Having been in oncology/palliative for the past couple of weeks, giving bad news was bound to happen some time.
In medical school, it was always about SPIKES. That’s:
S – Setting – Make sure you’re in the right setting for such a discussion where there is minimal interruption, and plenty of time available for discussion.
P-Perception – Gauge an understanding of what the patient knows to date about their condition so that you know how much you need to tell them.
I-Invitation – This for me seems to be the hardest to get my head around. But the invitation is the time where you essentially ask the patient how much information they want eg “with your recent CT scan, would you like me to tell you everything about it even including the not so nice information, or would you like me to skim through the results and go onto treatment options?”

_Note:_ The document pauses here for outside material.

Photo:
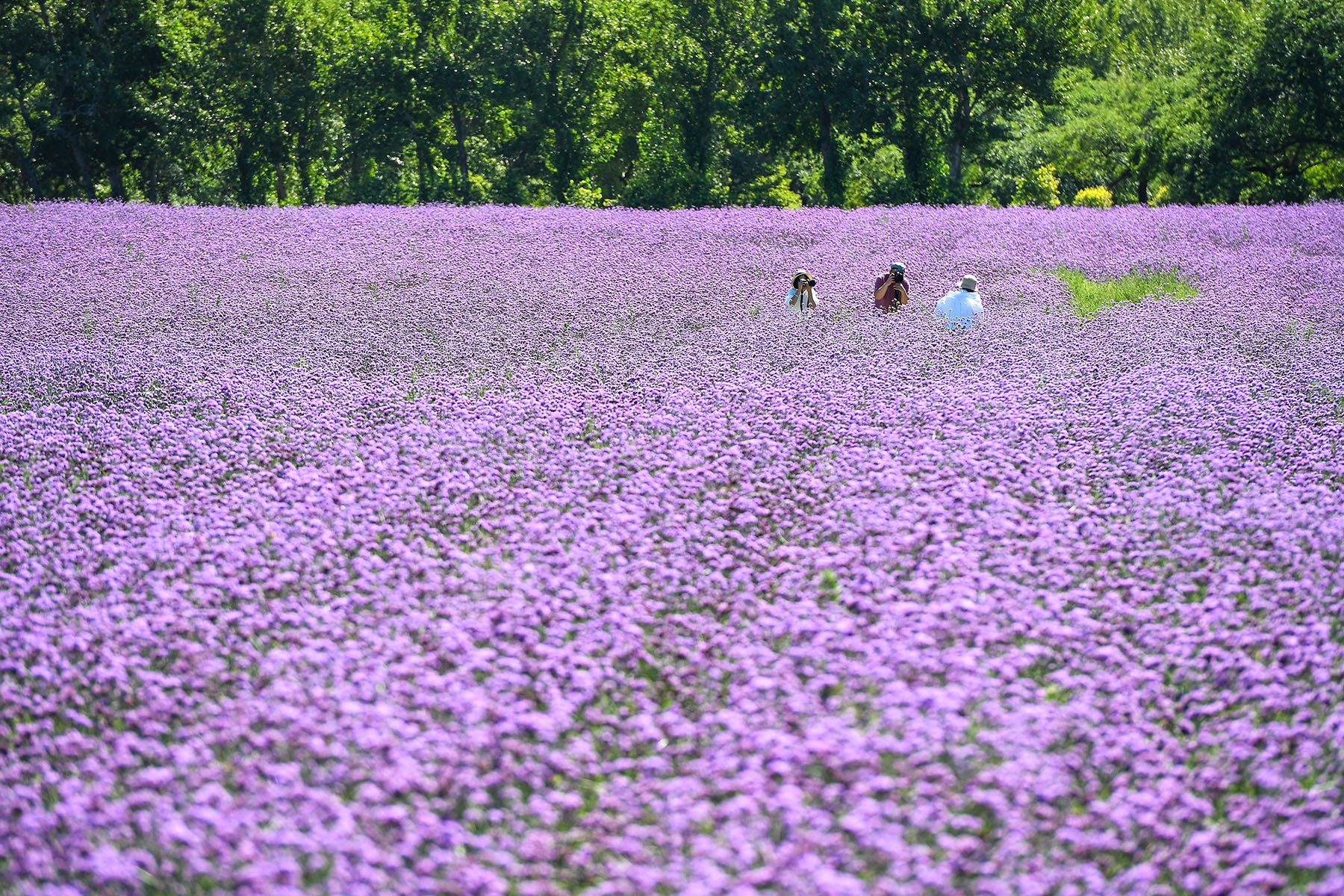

K-Knowledge – This is essentially the delivery of the detailed information to the patient.
E-Empathy/emotions – Be empathetic and understanding. Essentially, if a patient is crying, offer some tissues. If they look stunned, and shocked, give them some time to process the information.
S-Summary – This is about repetition of the information given beforehand. It’s likely many patients have stopped absorbing information after the initial bad news. Repetition allows them to get the information again.
Having been the radiation oncology resident (in addition to the palliative/oncology resident as well – where’s my triple pay?), I was tasked into reviewing radiation oncology patients. There had been this one lady in her 70’s, who had recurrence of vaginal vault cancer, with previous groin lymph node removals for her cancer. She was undergoing radiation therapy with potential curative intent initially.
When the patient was initially admitted under radiation oncology, palliative services were provided, given the patient had pain issues on mobilizing. What didn’t help was this patient had a BMI of 53.
On the palliative ward round, the patient had advised of left hip pain as well. An examination revealed extreme tenderness on passive motion. So a CT hip scan was ordered. And then a CT chest and abdomen were ordered as well (let’s scan everything as well while we’re at it! ). The CT results weren’t good. The left hip pain – completely explained by a pathological fracture at the left hip – specifically the labrum of the hip. And the abdomen – showed that there was a right adrenal gland metastases.
With that CT scan, the patient had gone from “potentially curable” to “incurable”. Of course, being the resident to first see these results, I had the unfortunate job of breaking such bad news. The husband and the patient were lovely people, and were very friendly. Being Italian may have had something to do with it.
So, after reading and re-reading the report numerous times, I prepared to walk over to tell them the results. I was scared though. Scared that I’d break the news terribly. Scared that perhaps the husband might get angry and start shouting at me.
It wasn’t as bad as I had thought, and the patient and husband were very understanding people. On reflection, I don’t think I did invitation in the SPIKES protocol too well. But then, it seems like a really awkward way to ask a patient “if they want to know everything, or only a little of something”. I ended up just telling her “unfortunately, the scan appears to have showed that your cancer has spread to the left hip region, and to the glands sitting above the kidney”. I later explained that given the spread, the prognosis is not too good now compared to her previous well localized cancer.
The husband later ended up telling me how he appreciated my honesty and the straightforwardness of telling them. “You’re not like the last doctors that kept beating around the bush”. Well, I suppose the previous doctors had more uncertainty in breaking the news back then compared to me who had clear results from the scan.
On reflection, I think that it was a very important learning experience. I’m pretty sure as a GP next year, I’ll have lots more of these situations.